LICHTENFELS

Wie stark ist die Mobilfunkstrahlung in Lichtenfels?

Derzeit stehen im Lichtenfelser Stadtgebiet wie hier auf dem alten Striwa-Gebäude 18 Mobilfunkmasten. Bis zum Sommer soll nun durch ein Gutachten eine Karte erstellt werden, auf der die Strahlungsbelastung durch die Sender ersichtlich wird. Das beschloss der Bauausschuss am Monta... Foto: Steffen Huber

Der Lichtenfelser Bauausschuss hat am Dienstag in der Stadthalle in nichtöffentlicher Sitzung ein Gutachten vergeben, bei dem die Emissionen der 18 Mobilfunkmasten im Stadtgebiet gemessen und auf einer Karte dargestellt werden sollen. Die Erstellung des Gutachtens hatte das Gremium bereits am 20. Oktober beschlossen.
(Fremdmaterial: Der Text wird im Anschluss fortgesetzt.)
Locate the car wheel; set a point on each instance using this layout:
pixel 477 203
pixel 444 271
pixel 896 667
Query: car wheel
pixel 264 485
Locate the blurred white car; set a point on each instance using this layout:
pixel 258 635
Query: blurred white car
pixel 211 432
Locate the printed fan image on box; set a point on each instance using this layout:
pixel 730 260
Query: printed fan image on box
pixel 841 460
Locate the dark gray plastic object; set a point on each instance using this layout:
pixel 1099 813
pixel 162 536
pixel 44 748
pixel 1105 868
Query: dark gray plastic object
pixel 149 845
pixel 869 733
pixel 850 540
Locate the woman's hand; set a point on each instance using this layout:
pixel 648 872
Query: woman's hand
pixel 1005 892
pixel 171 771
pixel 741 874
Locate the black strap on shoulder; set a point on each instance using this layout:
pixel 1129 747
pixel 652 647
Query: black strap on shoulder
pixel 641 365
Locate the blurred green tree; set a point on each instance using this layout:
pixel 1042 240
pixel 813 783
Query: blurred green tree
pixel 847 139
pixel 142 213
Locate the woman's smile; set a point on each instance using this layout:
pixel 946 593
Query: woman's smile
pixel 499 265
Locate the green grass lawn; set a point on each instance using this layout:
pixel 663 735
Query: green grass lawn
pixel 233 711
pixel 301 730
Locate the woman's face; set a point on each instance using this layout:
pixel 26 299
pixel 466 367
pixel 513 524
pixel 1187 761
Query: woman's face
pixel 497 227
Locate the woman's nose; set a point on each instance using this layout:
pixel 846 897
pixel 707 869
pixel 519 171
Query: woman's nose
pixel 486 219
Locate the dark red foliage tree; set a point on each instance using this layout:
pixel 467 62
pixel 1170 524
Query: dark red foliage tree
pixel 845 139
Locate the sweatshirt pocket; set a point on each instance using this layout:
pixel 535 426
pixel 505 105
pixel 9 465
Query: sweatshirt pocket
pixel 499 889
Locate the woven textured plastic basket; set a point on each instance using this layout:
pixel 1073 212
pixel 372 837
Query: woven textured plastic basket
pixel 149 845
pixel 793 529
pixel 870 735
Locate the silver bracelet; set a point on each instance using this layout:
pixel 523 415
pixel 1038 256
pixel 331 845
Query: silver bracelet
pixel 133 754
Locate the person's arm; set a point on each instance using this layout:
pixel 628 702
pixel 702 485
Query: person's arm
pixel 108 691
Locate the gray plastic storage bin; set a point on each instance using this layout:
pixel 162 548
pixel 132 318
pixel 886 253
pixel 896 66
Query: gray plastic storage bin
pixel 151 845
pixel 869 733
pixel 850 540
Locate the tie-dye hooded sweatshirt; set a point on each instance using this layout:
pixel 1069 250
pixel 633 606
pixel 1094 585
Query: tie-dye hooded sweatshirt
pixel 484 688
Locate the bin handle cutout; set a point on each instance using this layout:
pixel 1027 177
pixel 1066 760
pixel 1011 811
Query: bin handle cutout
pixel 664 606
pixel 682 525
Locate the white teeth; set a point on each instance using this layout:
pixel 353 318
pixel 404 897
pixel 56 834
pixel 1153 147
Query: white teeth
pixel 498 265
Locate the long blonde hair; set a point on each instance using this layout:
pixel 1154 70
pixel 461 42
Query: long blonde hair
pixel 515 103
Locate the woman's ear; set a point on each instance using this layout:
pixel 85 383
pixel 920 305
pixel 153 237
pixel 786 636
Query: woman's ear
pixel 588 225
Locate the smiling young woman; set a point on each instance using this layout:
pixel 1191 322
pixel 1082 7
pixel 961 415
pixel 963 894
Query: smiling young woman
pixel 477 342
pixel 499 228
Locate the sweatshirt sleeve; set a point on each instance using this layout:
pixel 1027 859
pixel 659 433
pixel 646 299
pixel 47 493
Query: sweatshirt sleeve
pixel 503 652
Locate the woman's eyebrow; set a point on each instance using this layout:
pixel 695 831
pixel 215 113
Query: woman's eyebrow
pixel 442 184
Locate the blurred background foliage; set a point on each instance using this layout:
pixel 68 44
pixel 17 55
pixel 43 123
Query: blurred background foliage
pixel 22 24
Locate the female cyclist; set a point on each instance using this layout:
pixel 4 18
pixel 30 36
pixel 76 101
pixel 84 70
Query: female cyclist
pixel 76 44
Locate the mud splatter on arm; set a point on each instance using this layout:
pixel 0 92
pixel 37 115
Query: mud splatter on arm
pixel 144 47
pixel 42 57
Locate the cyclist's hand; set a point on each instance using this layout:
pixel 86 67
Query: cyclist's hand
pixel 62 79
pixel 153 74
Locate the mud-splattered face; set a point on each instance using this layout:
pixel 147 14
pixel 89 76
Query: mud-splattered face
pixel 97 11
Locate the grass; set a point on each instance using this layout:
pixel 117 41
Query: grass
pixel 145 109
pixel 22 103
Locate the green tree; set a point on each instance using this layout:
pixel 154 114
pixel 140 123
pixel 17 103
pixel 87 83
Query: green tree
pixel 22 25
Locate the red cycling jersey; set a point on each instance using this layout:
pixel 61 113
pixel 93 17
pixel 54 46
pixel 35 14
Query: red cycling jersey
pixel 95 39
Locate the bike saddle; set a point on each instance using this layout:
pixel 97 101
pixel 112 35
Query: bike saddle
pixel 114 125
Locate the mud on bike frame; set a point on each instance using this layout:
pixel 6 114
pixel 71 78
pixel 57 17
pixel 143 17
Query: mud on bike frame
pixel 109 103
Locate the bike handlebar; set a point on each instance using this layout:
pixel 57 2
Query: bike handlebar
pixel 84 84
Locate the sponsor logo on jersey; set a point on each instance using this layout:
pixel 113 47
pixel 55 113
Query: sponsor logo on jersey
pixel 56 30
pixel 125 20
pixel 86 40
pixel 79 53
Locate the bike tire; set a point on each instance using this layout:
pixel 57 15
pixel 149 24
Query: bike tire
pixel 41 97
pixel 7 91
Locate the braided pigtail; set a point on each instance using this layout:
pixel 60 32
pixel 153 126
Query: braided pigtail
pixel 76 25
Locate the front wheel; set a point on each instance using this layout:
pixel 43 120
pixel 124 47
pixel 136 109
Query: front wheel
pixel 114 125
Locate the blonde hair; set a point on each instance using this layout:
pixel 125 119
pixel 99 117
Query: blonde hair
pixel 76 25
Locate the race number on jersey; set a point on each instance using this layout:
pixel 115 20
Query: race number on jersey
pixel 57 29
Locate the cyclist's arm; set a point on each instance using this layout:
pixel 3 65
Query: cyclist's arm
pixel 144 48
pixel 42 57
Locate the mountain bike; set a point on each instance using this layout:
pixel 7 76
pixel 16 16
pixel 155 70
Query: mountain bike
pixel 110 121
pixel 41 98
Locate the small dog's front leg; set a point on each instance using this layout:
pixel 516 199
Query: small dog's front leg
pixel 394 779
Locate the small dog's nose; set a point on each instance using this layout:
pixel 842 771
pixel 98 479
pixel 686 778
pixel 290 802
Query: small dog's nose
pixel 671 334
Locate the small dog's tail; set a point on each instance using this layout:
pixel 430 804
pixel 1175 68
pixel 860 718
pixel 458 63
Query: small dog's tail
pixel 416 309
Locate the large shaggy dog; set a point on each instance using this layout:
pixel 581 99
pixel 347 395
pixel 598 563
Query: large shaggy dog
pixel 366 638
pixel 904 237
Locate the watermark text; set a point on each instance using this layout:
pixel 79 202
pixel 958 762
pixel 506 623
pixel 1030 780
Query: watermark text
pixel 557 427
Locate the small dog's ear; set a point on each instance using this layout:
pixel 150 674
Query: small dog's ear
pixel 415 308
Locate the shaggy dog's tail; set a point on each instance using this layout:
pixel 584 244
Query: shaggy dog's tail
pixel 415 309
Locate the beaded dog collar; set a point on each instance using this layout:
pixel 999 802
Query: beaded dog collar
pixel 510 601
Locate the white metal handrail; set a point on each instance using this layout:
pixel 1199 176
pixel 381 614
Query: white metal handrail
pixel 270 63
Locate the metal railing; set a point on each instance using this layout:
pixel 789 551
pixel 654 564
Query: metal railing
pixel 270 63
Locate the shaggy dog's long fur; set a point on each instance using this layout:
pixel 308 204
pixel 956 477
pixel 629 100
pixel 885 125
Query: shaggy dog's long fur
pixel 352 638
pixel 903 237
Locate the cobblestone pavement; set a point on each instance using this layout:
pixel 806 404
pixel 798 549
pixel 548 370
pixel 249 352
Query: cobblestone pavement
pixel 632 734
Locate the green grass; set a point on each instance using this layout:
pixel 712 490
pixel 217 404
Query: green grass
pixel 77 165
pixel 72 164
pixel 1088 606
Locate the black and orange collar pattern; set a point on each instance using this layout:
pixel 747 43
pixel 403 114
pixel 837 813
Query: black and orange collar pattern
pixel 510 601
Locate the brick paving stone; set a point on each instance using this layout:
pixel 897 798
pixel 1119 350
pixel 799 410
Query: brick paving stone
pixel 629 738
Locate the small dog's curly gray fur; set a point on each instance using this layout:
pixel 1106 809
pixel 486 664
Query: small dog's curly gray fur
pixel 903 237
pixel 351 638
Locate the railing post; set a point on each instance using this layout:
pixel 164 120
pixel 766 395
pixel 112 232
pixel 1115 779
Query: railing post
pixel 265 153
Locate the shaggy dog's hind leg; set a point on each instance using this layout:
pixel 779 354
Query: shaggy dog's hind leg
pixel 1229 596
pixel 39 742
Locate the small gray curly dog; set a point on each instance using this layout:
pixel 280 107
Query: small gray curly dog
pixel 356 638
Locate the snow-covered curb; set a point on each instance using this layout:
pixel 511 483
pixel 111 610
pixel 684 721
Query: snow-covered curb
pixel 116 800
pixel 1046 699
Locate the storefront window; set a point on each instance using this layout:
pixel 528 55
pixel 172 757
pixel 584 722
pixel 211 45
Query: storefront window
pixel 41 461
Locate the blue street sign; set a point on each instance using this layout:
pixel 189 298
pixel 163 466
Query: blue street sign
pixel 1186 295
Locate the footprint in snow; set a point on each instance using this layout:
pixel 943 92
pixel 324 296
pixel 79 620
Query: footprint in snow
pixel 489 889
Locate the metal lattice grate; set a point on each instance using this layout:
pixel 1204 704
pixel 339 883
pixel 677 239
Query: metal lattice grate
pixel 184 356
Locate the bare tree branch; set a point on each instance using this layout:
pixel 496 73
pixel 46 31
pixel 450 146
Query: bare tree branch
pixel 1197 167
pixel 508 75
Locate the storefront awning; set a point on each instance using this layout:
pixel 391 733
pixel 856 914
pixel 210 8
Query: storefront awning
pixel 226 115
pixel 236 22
Im Prinzip gibt es dieses Gutachten bereits seit 2010, es trägt den Namen „Integrierte kommunale Mobilfunkplanung“ und wird jetzt fortgeschrieben. Neben der Berücksichtigung des neuen Mobilfunkstandards 5G werden folgende Punkte unter die Lupe genommen:

• Flächendeckende Versorgung mit Mobilfunk der neuesten Generation für das gesamte Stadtgebiet unter Berücksichtigung von größtmöglicher Strahlenreduzierung.

• Berücksichtigung aller Reflexionen durch Bebauung und Topografie.

• Darstellung der Strahlungsverhältnisse beziehungsweise Stärken in einer 3D-Grafik.

• Übersicht ob und wo die Werte von zehn Mikrowatt je Quadratmeter („Salzburger Werte“) eingehalten werden.

Damit habe sich die Stadt eine flächendeckende Versorgung mit der neuesten Mobilfunkgeneration bei einer gleichzeitig größtmöglichen Strahlenreduzierung als Ziel gesetzt, heißt es in der Sitzungsvorlage. Die Ergebnisse des Gutachtens werden in vier bis fünf Monaten erwartet.

Stadt hat kaum Möglichkeiten, Ausbau von 5G zu stoppen

Den Antrag von Stadträtin Heike Kunzelmann (AfD), den Ausbau und die Genehmigung des Mobilfunknetzes auf 5G in Lichtenfels auszusetzen, bis ein Gutachten vorliegt, welches die Unbedenklichkeit für die Bürger von Lichtenfels bestätigt, nehm der Bauausschuss zur Kenntnis. „Die Möglichkeiten der Stadt, den Ausbau des 5G-Netzes zu stoppen beziehungsweise zurückzustellen, sind, wenn überhaupt, nur bedingt möglich“, heißt es in der Sitzungsvorlage. Für die Erweiterung der bestehenden Masten auf 5G seien weder ein Bauantrag noch eine Zustimmung der Stadt notwendig.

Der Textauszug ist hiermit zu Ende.